RE: Peppered Moths - in black and white (part 2 of 2)

Donald Frack (dcfrack@sowest.net)
Tue, 30 Mar 1999 13:36:14 -0800

Cliff,

Please change your email editor to plain text, if possible. Although I have
no problem with your formatting, some people have complained that their mail
readers can't handle it. This is a courtesy to others on the list.

> Donald Frack quoted Michael Majerus:

>> The case of melanism in the peppered moth IS ONE OF THE BEST EXAMPLES
>> OF EVOLUTION IN ACTION BY DARWIN'S PROCESS OF NATURAL SELECTION
>> that we have. In general it is based on good science and it is sound.

> What about the distinction between variation and evolution? Pierre Grasse
> is the only one I recall who explicitly raises this issue.
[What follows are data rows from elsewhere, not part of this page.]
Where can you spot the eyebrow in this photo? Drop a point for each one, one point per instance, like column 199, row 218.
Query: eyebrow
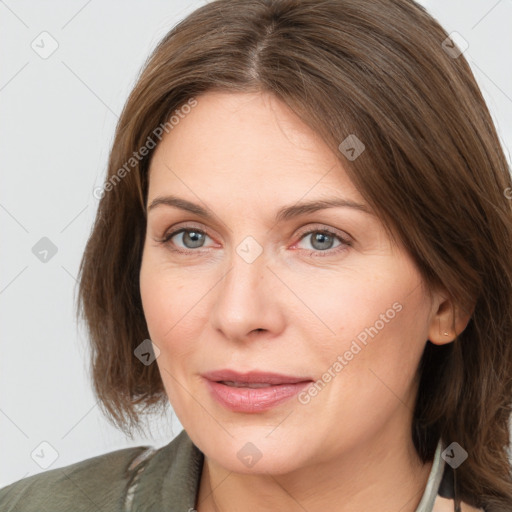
column 285, row 213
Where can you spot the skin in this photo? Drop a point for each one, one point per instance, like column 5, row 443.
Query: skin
column 292, row 310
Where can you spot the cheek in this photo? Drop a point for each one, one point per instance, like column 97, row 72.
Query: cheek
column 171, row 303
column 374, row 323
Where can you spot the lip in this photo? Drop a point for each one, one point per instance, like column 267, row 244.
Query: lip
column 253, row 377
column 253, row 400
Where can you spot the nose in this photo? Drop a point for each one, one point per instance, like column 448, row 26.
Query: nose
column 248, row 300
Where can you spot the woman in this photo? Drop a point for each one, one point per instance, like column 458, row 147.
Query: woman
column 302, row 245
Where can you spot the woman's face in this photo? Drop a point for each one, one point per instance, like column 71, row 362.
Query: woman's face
column 320, row 294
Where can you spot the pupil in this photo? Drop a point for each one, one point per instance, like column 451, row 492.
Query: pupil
column 322, row 237
column 191, row 235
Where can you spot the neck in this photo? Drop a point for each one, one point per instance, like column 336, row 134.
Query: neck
column 383, row 475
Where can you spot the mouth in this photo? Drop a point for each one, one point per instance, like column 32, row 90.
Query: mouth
column 253, row 392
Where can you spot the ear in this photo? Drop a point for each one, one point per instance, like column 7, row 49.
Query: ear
column 447, row 320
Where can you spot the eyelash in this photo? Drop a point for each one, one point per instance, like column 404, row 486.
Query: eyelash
column 345, row 243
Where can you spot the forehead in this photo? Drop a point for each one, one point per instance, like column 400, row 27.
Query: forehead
column 251, row 141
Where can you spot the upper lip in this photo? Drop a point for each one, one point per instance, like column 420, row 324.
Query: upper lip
column 253, row 377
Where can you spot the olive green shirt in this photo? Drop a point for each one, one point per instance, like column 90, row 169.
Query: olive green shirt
column 146, row 479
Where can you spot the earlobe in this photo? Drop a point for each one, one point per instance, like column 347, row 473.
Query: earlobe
column 448, row 322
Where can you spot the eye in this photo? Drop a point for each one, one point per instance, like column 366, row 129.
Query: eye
column 322, row 241
column 191, row 237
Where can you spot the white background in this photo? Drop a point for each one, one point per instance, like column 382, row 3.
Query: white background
column 57, row 121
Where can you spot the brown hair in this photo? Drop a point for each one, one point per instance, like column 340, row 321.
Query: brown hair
column 433, row 169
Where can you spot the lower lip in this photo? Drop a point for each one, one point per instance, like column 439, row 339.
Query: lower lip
column 253, row 399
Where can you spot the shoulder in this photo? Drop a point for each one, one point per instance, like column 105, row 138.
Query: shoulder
column 446, row 505
column 92, row 484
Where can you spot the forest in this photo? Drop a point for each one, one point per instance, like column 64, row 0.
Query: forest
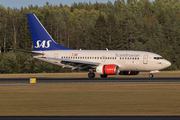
column 123, row 25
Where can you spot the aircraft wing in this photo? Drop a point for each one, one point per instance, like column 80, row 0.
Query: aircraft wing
column 78, row 64
column 27, row 51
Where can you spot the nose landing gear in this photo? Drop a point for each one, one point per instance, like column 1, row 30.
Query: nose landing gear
column 151, row 75
column 91, row 74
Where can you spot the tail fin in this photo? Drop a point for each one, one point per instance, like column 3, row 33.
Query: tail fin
column 41, row 39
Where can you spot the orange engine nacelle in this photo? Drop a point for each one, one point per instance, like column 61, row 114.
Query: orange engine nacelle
column 107, row 70
column 129, row 73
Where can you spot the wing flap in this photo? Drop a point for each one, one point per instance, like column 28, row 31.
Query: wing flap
column 32, row 52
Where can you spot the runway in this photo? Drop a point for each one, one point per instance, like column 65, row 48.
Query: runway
column 49, row 80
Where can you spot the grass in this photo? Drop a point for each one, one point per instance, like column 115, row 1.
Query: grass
column 90, row 100
column 84, row 75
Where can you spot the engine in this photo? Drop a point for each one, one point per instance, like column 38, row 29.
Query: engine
column 129, row 73
column 107, row 69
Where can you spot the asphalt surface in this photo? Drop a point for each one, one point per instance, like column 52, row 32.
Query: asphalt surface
column 38, row 80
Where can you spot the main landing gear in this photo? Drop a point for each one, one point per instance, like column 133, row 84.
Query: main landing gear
column 91, row 74
column 151, row 75
column 103, row 76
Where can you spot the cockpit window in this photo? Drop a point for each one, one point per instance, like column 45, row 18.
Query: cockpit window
column 157, row 58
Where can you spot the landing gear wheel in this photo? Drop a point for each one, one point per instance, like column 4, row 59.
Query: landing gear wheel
column 151, row 75
column 103, row 76
column 91, row 75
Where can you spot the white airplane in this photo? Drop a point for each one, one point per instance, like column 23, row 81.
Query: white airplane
column 103, row 62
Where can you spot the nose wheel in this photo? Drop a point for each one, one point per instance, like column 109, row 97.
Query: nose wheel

Kevin O'Brien has already commented on the conflation between "variation"
used as a noun and a verb here. If you are as familiar with the literature
as your comment implies, then I'm sure you know that Grasse has his own
personal views on evolution, not shared by most scientists, and is
explicitly anti-Darwinian. For nearly a century and a half, variation has
been considered part of the study of evolution. If you wish to join Grasse,
be my guest. Creationist author Philip Johnson uses Grasse as a weapon
against "Darwinism", but recognizes that Grasse has resorted to vitalism in
evolution as an alternative. Regarding the future discovery of "the exact
mechanism of evolution", Grasse concludes his 1973 book (English translation
1977) with "Perhaps in this area biology can go no farther: the rest is
metaphysics."

> Species have ranges of variation, and the environment can, by natural
> selection, favor a preponderance of a particular variation. When does
> variation become evolution? I would think the answer is 'when the
> variation is irreversible.' By this standard, the peppered moth phenomenon
> is not evolution.

Well, if you get to define terms to your personal satisfaction, then I guess
you can define the outcome to suit yourself too. Personally, "when the
variation is irreversible" does not compute. The only sense I can make out
of it is that you are talking about speciation. If so, you leave the events
that lead up to speciation in a separate, and apparently unimportant,
category. Nearly all biologists would disagree with your separation, and
its unimportance.

If you get to define evolution to exclude the study of "variation"
(population changes?), then demark evolution to exclude variation that is
"reversible", then, sure, the peppered moth data do not show evolution.
Under these restrictions, no one except creationists has said they do.